Thanks to a collective agreement negotiated by the employees' trade union with the company, their overexposure to platinum salts was caught at an early stage through Johnson Matthey's regular patch testing programme. Each of them had become sensitised to the substance, but had not yet developed a full-blown platinum salts allergy. The trial judge was told that the only effect of the sensitisation on the employees was that they "must involve circumstances in which they are exposed to platinum salts", which are only ever encountered in "certain specialist workplace environments".

Johnson Matthey's employment contracts provided that any employees who developed a platinum sensitivity should either be deployed, or else dismissed with compensation. In addition, those who worked in the parts of the factory where they could be exposed to platinum salts were paid  at a higher rate. Of the five employees involved in this case, four of them could not be redeployed and received the contractual compensation payment, while the other remained employed on the standard salary.

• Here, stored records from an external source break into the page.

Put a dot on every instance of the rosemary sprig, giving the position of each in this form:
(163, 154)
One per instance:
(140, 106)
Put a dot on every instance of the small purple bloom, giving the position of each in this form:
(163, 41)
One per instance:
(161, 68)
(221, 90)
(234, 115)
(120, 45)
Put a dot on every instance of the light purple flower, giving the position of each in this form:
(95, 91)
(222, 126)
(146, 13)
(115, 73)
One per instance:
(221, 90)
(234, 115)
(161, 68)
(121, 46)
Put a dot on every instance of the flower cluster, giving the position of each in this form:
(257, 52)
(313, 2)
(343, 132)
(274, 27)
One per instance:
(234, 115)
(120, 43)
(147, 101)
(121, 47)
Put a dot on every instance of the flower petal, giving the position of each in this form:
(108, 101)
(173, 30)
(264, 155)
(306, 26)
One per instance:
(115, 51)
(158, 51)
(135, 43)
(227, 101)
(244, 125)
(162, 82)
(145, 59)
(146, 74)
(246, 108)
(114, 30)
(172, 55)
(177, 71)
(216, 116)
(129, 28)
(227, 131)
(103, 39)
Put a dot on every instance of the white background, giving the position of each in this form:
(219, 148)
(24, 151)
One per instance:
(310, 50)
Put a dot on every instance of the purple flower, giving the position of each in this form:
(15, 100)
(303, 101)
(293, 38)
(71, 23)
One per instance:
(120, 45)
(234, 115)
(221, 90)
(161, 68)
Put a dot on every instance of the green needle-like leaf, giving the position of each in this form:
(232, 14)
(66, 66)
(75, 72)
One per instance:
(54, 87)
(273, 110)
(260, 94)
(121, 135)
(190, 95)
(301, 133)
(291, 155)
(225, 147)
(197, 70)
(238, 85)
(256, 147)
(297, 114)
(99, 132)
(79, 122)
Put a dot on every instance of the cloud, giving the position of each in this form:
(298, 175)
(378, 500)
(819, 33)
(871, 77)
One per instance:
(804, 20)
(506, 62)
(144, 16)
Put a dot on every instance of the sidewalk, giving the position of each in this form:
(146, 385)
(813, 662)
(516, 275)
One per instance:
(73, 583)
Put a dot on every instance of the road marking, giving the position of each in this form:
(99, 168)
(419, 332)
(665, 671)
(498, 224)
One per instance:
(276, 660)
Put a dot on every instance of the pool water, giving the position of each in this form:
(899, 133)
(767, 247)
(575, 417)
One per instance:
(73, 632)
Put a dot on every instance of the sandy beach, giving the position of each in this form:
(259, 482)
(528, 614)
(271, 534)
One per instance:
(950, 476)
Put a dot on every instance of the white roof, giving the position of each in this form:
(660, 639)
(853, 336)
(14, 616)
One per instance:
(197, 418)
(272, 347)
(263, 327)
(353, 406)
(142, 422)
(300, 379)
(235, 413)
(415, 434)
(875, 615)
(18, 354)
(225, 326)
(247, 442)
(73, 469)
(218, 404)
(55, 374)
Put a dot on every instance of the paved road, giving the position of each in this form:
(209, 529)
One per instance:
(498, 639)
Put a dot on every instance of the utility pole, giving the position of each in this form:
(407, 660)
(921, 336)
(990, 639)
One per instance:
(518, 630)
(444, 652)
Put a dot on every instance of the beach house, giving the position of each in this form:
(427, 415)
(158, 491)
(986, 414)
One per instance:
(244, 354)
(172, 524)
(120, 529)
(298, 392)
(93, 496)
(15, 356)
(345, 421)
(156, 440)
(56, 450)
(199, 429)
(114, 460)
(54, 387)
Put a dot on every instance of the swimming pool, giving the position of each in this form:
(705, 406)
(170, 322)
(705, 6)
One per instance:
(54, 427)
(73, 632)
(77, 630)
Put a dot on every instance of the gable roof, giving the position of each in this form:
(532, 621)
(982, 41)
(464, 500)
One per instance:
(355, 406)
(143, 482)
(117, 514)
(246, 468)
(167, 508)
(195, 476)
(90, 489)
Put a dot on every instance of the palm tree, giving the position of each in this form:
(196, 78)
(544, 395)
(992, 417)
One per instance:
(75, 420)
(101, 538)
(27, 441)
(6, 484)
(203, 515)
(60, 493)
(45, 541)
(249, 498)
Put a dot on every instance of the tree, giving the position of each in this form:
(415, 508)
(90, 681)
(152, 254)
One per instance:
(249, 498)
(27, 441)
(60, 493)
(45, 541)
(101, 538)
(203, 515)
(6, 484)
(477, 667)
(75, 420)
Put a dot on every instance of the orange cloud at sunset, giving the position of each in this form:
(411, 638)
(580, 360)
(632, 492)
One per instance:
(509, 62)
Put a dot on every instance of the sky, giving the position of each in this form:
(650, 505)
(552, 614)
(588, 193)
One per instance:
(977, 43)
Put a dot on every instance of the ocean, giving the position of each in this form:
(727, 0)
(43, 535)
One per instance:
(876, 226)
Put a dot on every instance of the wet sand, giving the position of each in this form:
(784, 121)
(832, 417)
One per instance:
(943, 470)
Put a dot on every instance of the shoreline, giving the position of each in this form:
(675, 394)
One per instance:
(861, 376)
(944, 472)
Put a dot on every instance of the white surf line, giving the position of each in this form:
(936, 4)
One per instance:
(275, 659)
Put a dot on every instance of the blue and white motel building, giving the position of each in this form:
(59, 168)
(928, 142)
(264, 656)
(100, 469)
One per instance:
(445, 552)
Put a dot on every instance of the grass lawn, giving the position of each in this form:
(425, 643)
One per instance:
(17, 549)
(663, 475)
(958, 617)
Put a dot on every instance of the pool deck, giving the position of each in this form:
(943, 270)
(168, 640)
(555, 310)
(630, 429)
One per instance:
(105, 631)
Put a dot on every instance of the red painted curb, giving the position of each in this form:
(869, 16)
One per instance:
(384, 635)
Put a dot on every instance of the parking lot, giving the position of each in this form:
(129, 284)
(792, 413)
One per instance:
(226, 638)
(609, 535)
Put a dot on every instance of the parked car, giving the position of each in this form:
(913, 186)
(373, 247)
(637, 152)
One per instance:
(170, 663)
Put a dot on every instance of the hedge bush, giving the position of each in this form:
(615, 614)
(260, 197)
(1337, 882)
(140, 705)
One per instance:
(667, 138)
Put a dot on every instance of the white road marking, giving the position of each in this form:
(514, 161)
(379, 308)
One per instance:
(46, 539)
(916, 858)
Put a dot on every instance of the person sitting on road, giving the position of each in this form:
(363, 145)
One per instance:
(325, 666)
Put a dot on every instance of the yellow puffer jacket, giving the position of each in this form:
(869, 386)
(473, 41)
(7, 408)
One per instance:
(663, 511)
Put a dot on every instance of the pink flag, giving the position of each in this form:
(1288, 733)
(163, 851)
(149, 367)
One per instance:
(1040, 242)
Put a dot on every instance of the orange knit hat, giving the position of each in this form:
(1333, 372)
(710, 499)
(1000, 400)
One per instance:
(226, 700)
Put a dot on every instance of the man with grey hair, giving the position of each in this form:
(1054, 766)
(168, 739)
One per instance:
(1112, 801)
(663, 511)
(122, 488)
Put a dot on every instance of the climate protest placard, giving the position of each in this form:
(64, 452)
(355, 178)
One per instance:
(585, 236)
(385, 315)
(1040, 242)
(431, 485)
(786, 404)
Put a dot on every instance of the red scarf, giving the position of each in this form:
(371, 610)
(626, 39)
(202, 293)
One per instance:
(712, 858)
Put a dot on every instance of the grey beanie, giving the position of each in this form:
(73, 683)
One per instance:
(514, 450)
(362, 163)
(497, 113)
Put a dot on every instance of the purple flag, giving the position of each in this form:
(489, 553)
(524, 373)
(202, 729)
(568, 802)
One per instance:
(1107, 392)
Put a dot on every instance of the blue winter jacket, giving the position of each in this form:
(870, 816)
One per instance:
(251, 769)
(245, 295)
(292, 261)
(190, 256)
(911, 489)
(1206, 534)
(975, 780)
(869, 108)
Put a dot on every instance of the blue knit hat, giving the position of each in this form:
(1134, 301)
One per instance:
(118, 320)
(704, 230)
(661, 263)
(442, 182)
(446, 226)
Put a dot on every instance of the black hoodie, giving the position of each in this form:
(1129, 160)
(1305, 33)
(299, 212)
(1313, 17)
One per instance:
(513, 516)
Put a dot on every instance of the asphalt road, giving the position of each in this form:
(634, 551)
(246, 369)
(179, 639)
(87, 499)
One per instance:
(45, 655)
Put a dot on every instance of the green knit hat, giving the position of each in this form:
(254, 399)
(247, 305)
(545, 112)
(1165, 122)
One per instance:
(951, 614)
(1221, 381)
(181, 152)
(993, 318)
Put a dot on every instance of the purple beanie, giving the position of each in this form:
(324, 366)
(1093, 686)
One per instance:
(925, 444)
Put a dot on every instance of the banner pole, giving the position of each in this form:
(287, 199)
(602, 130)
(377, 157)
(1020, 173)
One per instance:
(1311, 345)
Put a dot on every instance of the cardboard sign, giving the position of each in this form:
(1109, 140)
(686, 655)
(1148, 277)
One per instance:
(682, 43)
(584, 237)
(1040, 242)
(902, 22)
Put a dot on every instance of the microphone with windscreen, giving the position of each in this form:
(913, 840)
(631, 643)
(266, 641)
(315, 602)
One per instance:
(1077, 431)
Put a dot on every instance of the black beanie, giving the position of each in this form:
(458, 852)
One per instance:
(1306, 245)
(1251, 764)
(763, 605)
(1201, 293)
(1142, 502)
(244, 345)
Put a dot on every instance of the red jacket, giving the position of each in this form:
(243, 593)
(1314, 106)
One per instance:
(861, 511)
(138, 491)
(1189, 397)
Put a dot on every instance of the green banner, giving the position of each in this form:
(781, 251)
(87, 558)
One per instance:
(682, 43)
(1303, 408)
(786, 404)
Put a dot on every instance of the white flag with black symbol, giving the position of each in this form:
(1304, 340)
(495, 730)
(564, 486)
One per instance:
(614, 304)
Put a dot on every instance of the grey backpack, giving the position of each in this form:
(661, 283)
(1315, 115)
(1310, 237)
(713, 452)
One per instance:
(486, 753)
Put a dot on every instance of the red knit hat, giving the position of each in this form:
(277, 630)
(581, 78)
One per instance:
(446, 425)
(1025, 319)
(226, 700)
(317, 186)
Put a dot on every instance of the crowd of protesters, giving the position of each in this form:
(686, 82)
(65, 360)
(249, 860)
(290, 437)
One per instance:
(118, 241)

In their respective judgments, the trial judge and Court of Appeal referred to the various asbestos cases which turned on the difference between pneumoconiosis, a physical injury; and asymptomatic pleural plaques which had been caused by exposure to asbestos but were themselves harmless. The House of Lords, as the UK's highest court at the time, held that the presence of pleural plaques were not themselves an actionable injury, "by contrast with the lung scarring evidencing pneumoconiosis" in the other case.

"On the medical evidence, platinum sensitisation is not harmful in itself in any relevant sense," Lord Justice Sales said in the Court of Appeal's judgment. "It is a physiological change analogous to the development of pleural plaques in the lungs ... and hence does not constitute actionable damage or injury."

Moving on to look at the arguments in relation to breach of contract, the appeal court pointed out that the terms of the collective agreement negotiated by the trade union "made provision for the protection of the employee's economic interests in relation to possible sensitisation to platinum in the course of their employment".

"Johnson Matthey paid the appellants a higher rate for working in factory areas where they might be exposed to platinum salts," the judge said. "The collective agreement obliged Johnson Matthey to attempt to redeploy an employee who developed platinum sensitisation, failing which he was entitled to be paid a special termination payment, as a sort of enhanced redundancy amount to compensate him for loss of employment."

"In my view, these aspects of the contractual arrangements between Johnson Matthey and the appellants make it particularly difficult to interpret the appellants' employment contracts as including a duty to hold them harmless in respect of the financial consequences of their loss of employment beyond the provision expressly made in those contracts in respect of that type of risk. I do not think it is fair, just or reasonable in these circumstances to hold Johnson Matthey liable in relation to such financial consequences," he said.

"The employer did the right thing by its employees in undertaking regular testing and health surveillance to identify potential problems before actual injury was caused," said health and safety law expert Kevin Bridges. "Notwithstanding its accepted failings in keeping the workplace clean, the employer did ultimately recognise and act on its primary duty to protect employees from harm and removed them from further potential exposure. It is unfortunate that the employees suffered any exposure at all and also had to face personally a loss of earnings as a result, but the law does not recognise pure economic loss as actionable in the absence of actual harm."

"The response of the employer was the correct one to take once it was on notice of the potential allergy that could arise from continued exposure. However, the employer should have pro-actively identified and discharged its duties regarding workplace cleaning through a risk assessment, which would have prevented - or at least mitigated - the risk of the employees becoming sensitised in the first place," he said.